8 Competing interests
S.M. is a director of GENSCI limited. P.D. is a Director and Chief Executive Office of Genomics plc, and a Partner of Peptide Groove LLP. The remaining authors declare no competing financial interests.
9 Methods
Data and quality control
For the Spain-only analysis we used genotype data that was originally collected and typed for a colorectal cancer GWAS27. Biological samples were sourced from a variety of hospitals across Spain as well as the Spanish National DNA Bank. All samples were assayed together by Affymetrix1 in the same facility. See27 for full details of sample collection and genotype calling. We used both cases and controls, which totaled 1,548 individuals prior to quality control. Individuals from all 17 of Spain’s Autonomous Communities are represented in this dataset, but the Spanish territories of Melilla, Ceuta, and the Canary Islands are excluded from analyses involving geographic labelling due to limited sampling in these areas (4 samples).
After applying a series of quality control filters (Supplementary Information) we phased the genotype data using SHAPEIT v228 with a reference panel and recombination map from Phase I 1000 Genomes29. Close relatives (kinship coefficient > 0.1), and individuals with evidence of recent, non-Spanish ancestry were included in the phasing, but excluded from the fineSTRUCTURE analysis. This procedure resulted in 1,413 samples and 693,092 SNPs for our main analysis.

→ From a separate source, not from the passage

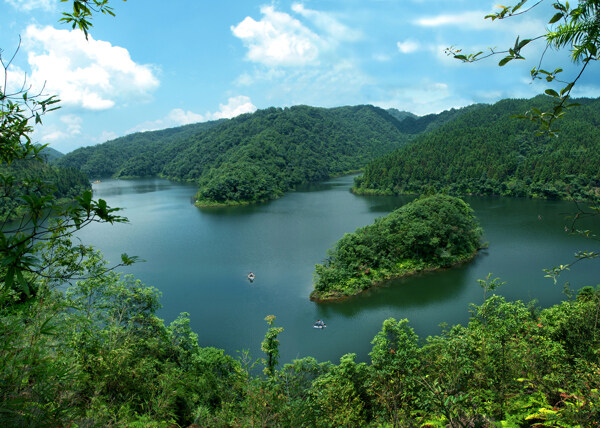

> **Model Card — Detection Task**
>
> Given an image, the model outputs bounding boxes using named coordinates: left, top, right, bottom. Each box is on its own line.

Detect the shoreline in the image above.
left=309, top=252, right=478, bottom=303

For all analyses involving individuals from outside of Spain we combined four sources of genotype data: European samples from POPRES30, north African samples from18, sub-Saharan African samples from Hapmap Phase 319, and the Spanish samples described above. The POPRES and north African samples were typed on the Affymetrix 500K array, which overlaps substantially with the Affymetrix 6.0 array. We first merged these data and then applied quality filters to the combined dataset of 6,617 individuals, which we then phased altogether. After excluding related individuals, those with self-reported mixed ancestry, and sub-sampling some heavily sampled regions (e.g. Switzerland) the data set comprised 2,920 individuals and 300,895 SNPs, which we used in our joint analyses. See Supplementary Information for full details of quality control and phasing.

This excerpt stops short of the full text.